CIS 451 Week 12
- Predication: Marking instructions as conditional on some predicate.
- Can be more efficient than flow control (no mis-predicts)
Data-Level parallelism
- “If you were plowing a field, which would you rather use: Two strong oxen, or 1024 chickens?”
- Seymour Cray arguing that two powerful vector processors is better than many simple processors.
- What does SIMD stand for?
- SIMD is applying the same operation (instruction) to an entire vector of values.
- What kind of applications use SIMD?
- Matrix-oriented scientific computing
- Image processing
- Sound processing
- SIMD is more energy efficient because there is less overhead (e.g., fetching and decoding operations)
- Programmers can still (mostly) think sequentially (unlike more complex multi-threaded environments)
- First SIMD approach was vector processors in the 1980s.
- Key issues were
- Cost of that many transistors
- Cost of sufficient memory bandwidth to provide data to that many ALUs. (Especially given the need for )
- Key issues were
- Other key SIMD challenges
- Stride in vectors that are not lined up with memory.
- Consider matrix multiply. Either the rows or the columns will go across memory.
- How can this affect cache?
- Can cause problems with large block sizes, since entire block brought in for only one item.
- One solution is to prepare special memory instructions that understand stride and bring only the needed data into a vector.

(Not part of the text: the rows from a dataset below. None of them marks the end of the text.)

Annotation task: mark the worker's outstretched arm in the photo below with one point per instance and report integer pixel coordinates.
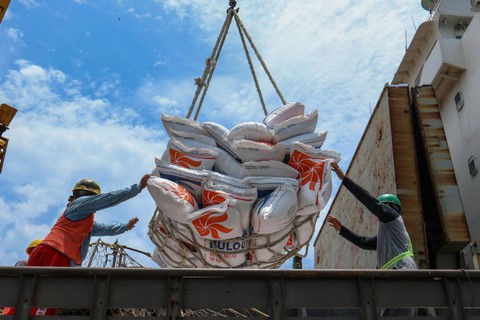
(383, 212)
(103, 229)
(83, 206)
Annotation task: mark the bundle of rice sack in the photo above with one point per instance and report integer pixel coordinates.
(192, 180)
(315, 139)
(266, 185)
(171, 198)
(192, 158)
(223, 254)
(275, 211)
(267, 247)
(258, 151)
(253, 131)
(295, 126)
(215, 192)
(283, 113)
(314, 168)
(216, 222)
(219, 133)
(228, 165)
(169, 253)
(271, 168)
(247, 197)
(191, 139)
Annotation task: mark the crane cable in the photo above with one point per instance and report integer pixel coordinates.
(210, 63)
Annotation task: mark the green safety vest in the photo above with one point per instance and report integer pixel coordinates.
(394, 260)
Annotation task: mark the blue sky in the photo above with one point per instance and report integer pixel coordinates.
(91, 78)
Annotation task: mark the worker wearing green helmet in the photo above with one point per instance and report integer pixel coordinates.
(392, 242)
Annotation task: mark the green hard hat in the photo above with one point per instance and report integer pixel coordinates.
(390, 198)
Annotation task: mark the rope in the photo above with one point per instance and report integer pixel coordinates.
(211, 63)
(252, 70)
(264, 65)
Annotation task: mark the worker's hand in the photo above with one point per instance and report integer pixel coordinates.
(333, 222)
(131, 223)
(337, 170)
(143, 181)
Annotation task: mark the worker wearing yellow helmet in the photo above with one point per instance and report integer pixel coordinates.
(392, 242)
(67, 243)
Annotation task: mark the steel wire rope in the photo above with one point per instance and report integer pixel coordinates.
(204, 82)
(208, 68)
(252, 69)
(259, 56)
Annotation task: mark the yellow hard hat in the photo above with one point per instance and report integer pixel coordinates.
(87, 185)
(32, 245)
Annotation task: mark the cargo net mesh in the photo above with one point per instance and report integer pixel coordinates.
(177, 246)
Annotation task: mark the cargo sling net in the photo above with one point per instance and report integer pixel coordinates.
(234, 209)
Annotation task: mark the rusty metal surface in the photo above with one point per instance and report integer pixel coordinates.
(277, 293)
(440, 164)
(406, 173)
(384, 162)
(372, 167)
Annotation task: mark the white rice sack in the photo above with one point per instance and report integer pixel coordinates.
(275, 211)
(191, 139)
(223, 254)
(315, 139)
(266, 185)
(304, 231)
(272, 168)
(228, 165)
(315, 178)
(311, 199)
(263, 248)
(253, 131)
(283, 113)
(258, 151)
(244, 198)
(172, 199)
(216, 222)
(170, 254)
(181, 124)
(219, 133)
(183, 233)
(191, 158)
(223, 179)
(192, 180)
(295, 126)
(303, 156)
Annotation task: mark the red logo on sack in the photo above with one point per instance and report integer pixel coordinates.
(310, 171)
(313, 176)
(181, 159)
(210, 224)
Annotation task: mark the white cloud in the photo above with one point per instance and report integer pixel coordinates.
(327, 55)
(14, 35)
(55, 142)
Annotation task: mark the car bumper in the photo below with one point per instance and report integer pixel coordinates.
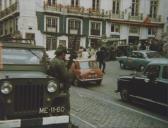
(85, 80)
(44, 121)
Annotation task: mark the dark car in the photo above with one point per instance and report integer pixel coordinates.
(151, 86)
(138, 59)
(28, 95)
(87, 70)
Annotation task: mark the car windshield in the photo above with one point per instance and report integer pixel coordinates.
(153, 55)
(88, 65)
(21, 56)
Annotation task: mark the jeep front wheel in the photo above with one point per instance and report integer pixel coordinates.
(124, 95)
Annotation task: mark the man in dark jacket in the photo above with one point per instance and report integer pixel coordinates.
(101, 58)
(58, 69)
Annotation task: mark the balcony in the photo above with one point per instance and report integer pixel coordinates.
(53, 7)
(9, 11)
(76, 10)
(136, 18)
(156, 19)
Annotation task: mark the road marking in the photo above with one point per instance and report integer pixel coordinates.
(130, 109)
(93, 126)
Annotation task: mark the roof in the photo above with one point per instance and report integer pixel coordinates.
(144, 51)
(82, 59)
(159, 61)
(20, 45)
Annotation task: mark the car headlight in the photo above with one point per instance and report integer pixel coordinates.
(6, 88)
(52, 87)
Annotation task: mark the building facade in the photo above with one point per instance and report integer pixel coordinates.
(75, 23)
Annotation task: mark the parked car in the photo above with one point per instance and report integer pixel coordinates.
(29, 97)
(151, 86)
(138, 59)
(87, 70)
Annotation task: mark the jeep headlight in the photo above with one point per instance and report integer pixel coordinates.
(6, 88)
(52, 86)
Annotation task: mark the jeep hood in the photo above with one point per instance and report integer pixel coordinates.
(22, 74)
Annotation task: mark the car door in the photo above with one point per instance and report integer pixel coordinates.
(161, 87)
(152, 83)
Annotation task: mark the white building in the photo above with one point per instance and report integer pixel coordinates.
(75, 23)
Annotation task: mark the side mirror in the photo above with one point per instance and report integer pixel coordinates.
(152, 75)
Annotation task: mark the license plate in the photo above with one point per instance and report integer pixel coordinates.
(45, 110)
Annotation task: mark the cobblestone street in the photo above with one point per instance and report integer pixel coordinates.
(100, 107)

- Adds considerable complexity to memory system.
- Limited memory bandwidth
- Mark which registers are unused so we don’t spend time sending them to memory on a context switch
- Stride in vectors that are not lined up with memory.
- Other vector processor instructions
- AXPY: a*X+y (where
a
is a scalar) - disable: Disable all vector registers so they aren’t saved during a context switch.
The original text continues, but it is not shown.